Exceção para os viciados em remédios ou hipocondríacos, ir ao consultório médico é, para a maioria das pessoas, um incômodo. Ali toda a intimidade vai para o espaço, a começar na sala de espera. Dependendo da doença ou queixa que o paciente tenha, terá que mostrar, constrangido(a), as partes pudendas que serão remexidas e esgravatadas sem a menor cerimônia pelo médico(a). Nem se fale nas posições ridículas que um tem que ficar para facilitar o exame. Evidente que nem todo exame pede exposições ridículas dos recônditos que uns tão dedicadamente escondem ou mascaram.
Se um depende do serviço público de saúde, sabe-se, poderá morrer sem nunca saber o que tem – faço aqui uma concessão ao humor mórbido e infame que acompanha o sofrimento de milhões. Quer dizer, a pessoa morre de dúvida. Ou se não vejamos: acorda de madrugada para pegar a senha para marcar a consulta. Se tiver êxito na empreitada, normalmente em duas ou três tentativas, marca a consulta daí a três, quatro meses adiante, isso se não chover muito, se não cair numa sexta-feira 13, etc.
Chega o dia da consulta, ardorosamente esperado como quem espera um dia da redenção. Não tão rápido, leitores. Em cinco minutos o profissional, sem nunca olhar em seu rosto, terá feito algumas poucas perguntas, sendo que a primeira é para se situar e fazer a duas seguintes. Qual é o problema? A pessoa começa a falar e é cortado bruscamente. Quando? Tenta retomar o fio da meada. Novamente um corte. Quantas vezes? Como? e acabou, já estará anotando uma receita ou sugerindo exames. Ejaculação precoce.
Ah, você tem plano de saúde? Não sei se notou, mas os consultórios que atendem planos de saúde estão quase sempre permanentemente lotados, as atendentes são enfadadas e nunca se consegue a consulta na data que se quer. Você está mal, liga e ouve: Olha, só há vaga para o próximo mês, vamos estar marcando... No gerúndio, você já desligou. Faz outra tentativa e se tem sorte, encontra consulta num obscuro consultório de um médico que nunca ouviu falar.
Chega o dia esperado e aguentado com o sofrimento que fez você se tornar um expert em analgésicos e outras beberagens que o vizinho, a prima, a tia, a mãe ensinaram sempre com a recomendação de que era tiro e queda. Não era. Os consultórios e salas de espera são um pouco melhores, o público majoritário é a galera da classe C, recém-ascendida na condição social que ostenta ainda todos os costumes anteriores, especialmente o de falar as intimidades para quem quiser ouvir, fazer barraco, e falar alto ao celular. Sem contar os toques pra lá de exóticos que se ouve no último volume a cada segundo. Com um pouco de criatividade, se faria uma sinfônica dantesca.
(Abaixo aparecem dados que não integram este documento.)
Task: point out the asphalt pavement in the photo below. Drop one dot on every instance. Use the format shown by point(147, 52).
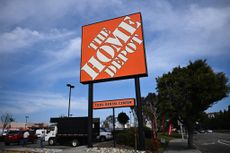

Um sujeito carrega o celular à mão, ao ouvido um headfone. De cinco em cinco minutos atende alguém. Dá ordens aos berros. Vamos botar pra quebrar. Vende tudo. Tem que cumprir a meta, tem que cumprir a meta, repete. Quê?! Anda daqui pra lá, de lá pra cá. Às vezes se encosta num lugar, fala em códigos.
Outro se esgoela sobre coisas pessoais, não antes de espantar a todos com um toque brega e altíssimo. Eu não sabia que um celular tocava tão alto. Pode-se instalar uma caixa de som portátil nestas coisas?
A mulher do lado, que nunca se viu na vida, quer atacar. Primeiro olha. Esboça um sorriso. Você se obriga a devolver com um leve esgar que sugere, longe, algo como um sorriso também. De repente ela ataca. É o senhor que está doente ou é sua esposa? Cooomo? Dá licença? Muda de lugar.
Quarenta e duas pessoas depois e duas horas de espera, seu número é chamado. A esta altura já se viu de tudo. Chilique, menino comendo meleca, um velhinho gritando que é sexagenário, outro berrando que vai denunciar no procon – não sei leitores, qualquer coisa – e outra que incendiou o ambiente com um perfume barato.
Ei, chamaram seu número. Sim, você sente quase como se tivesse ganhado na loteria. Entra no consultório, é quase um êxtase você faz parte dos chamados. O médico lhe recebe até caloroso e quando se espanta, acabou. Na mão, um pedaço de papel numa língua extraterrestre.